Für den vehementen Gegenpart sorgte Christian Hess, der Chefarzt Innere Medizin am Spital Affoltern am Albis. An erster Stelle der Revision stecke allein das Kostenargument. Sie sei verfrüht und verfehlt. Insofern komme der Widerstand der Senioren, aus Àrzte- und Spitalkreisen sowie aus der Politik zu spät. Man habe zwar gigantischen Aufwand betrieben, die Chance, etwas Gescheites zu erfinden, aber verpasst. Die Einführung der neuen Spitalfinanzierung mit den Fallkostenpauschalen bringe keine Transparenz, weil die Tarife trotzdem völlig unterschiedlich seien, sogar innerhalb eines Spitals je nach Krankenkasse. „Wollen Sie wirklich Wettbewerb rund um Ihre Behandlung?“ fragte Hess die Senioren. Wettbewerb bringe immer Mengenausdehnung und damit höhere Kosten. Zwischen privaten und öffentlich subventionierten Spitälern sei kein vergleichender Wettbewerb möglich. Dr. Christian Hess sagte deutsche Gegebenheiten voraus: Schwerkranke werden zum Kostenrisiko, der Spardruck demotiviert das Personal, Datenschutz wird unmöglich.
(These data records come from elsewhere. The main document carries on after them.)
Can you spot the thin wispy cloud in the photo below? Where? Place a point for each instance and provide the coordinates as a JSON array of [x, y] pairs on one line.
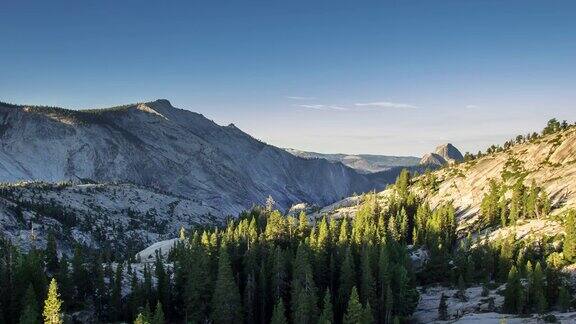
[[300, 98], [324, 107], [385, 104]]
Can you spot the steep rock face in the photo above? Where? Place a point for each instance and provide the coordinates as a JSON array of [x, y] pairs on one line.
[[549, 162], [121, 216], [162, 147], [449, 152], [433, 159]]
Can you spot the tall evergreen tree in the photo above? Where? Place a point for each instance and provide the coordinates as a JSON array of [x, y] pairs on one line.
[[30, 313], [52, 305], [51, 254], [279, 313], [570, 237], [327, 315], [304, 308], [537, 289], [226, 302], [354, 312], [513, 296], [443, 308], [158, 315], [347, 279]]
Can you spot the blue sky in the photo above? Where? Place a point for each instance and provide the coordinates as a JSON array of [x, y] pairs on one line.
[[384, 77]]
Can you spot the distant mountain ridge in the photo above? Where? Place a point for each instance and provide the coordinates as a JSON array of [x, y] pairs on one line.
[[442, 155], [365, 163]]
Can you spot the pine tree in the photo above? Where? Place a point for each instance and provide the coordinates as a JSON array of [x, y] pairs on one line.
[[51, 254], [162, 282], [354, 312], [347, 278], [570, 237], [367, 316], [461, 289], [537, 289], [389, 305], [141, 319], [279, 313], [30, 314], [158, 315], [513, 296], [564, 299], [327, 315], [443, 308], [197, 291], [367, 284], [117, 293], [226, 302], [52, 305], [304, 308]]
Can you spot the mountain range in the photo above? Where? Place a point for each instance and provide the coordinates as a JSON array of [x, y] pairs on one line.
[[140, 171]]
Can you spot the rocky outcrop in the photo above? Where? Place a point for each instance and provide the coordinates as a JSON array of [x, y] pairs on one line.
[[549, 162]]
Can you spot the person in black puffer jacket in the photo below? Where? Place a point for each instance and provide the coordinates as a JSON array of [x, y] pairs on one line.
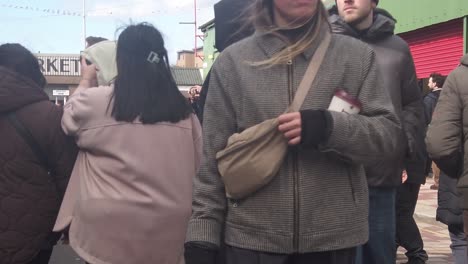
[[32, 186], [449, 212]]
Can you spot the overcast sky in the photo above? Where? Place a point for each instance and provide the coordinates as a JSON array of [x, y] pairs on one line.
[[56, 26]]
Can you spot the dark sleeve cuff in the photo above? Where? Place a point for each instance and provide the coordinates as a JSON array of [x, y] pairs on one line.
[[316, 128]]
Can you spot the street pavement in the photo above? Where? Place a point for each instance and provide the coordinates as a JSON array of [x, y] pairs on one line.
[[434, 234]]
Medizinisches Personal zweifelt am Sinn seiner Arbeit am Mitmenschen, weil emotionale Werte nicht mit ökonomischen Anforderungen gemessen werden können.
Am nachmittäglichen Podium nahmen neben den drei Referenten des Vormittags Nationalrätin Bea Heim, Erika Ziltener, die Präsidentin Schweizer Patientenstellen, Paul Rhyn von „Santésuisse“, Pierre Théraulaz, Präsident des Berufsverbandes der Pflegefachfrauen/männer, und Hansruedi Schönenberg teil. Positive und negative Aspekte wurden konkretisiert. Unter den Senioren überwiegen aber die Befürchtungen und Ängste. Die Revision mit den Fallkostenpauschalen sehe wirklich lieber „rentable“ Patienten. Unter dem Spardruck darf jedoch die Qualität der Pflege auf keinen Fall leiden.
Der Schweizerische Seniorenrat (SSR) wird die Einführung der Fallkostenpauschalen mit grösster Aufmerksamkeit begleiten und eine realistische und vernünftige Umsetzung verlangen. Das ist das Fazit seiner Herbsttagung in Biel.

Der Schweizerische Seniorenrat vertritt die wirtschaftlichen, sozialen und gesellschaftlichen Anliegen der älteren Menschen – gegenwärtig sind ihm rund 220’000 Senioren in der ganzen Schweiz angeschlossen. Der SSR ist vom Bundesrat eingesetzt als beratendes Organ der Behörden in Altersfragen.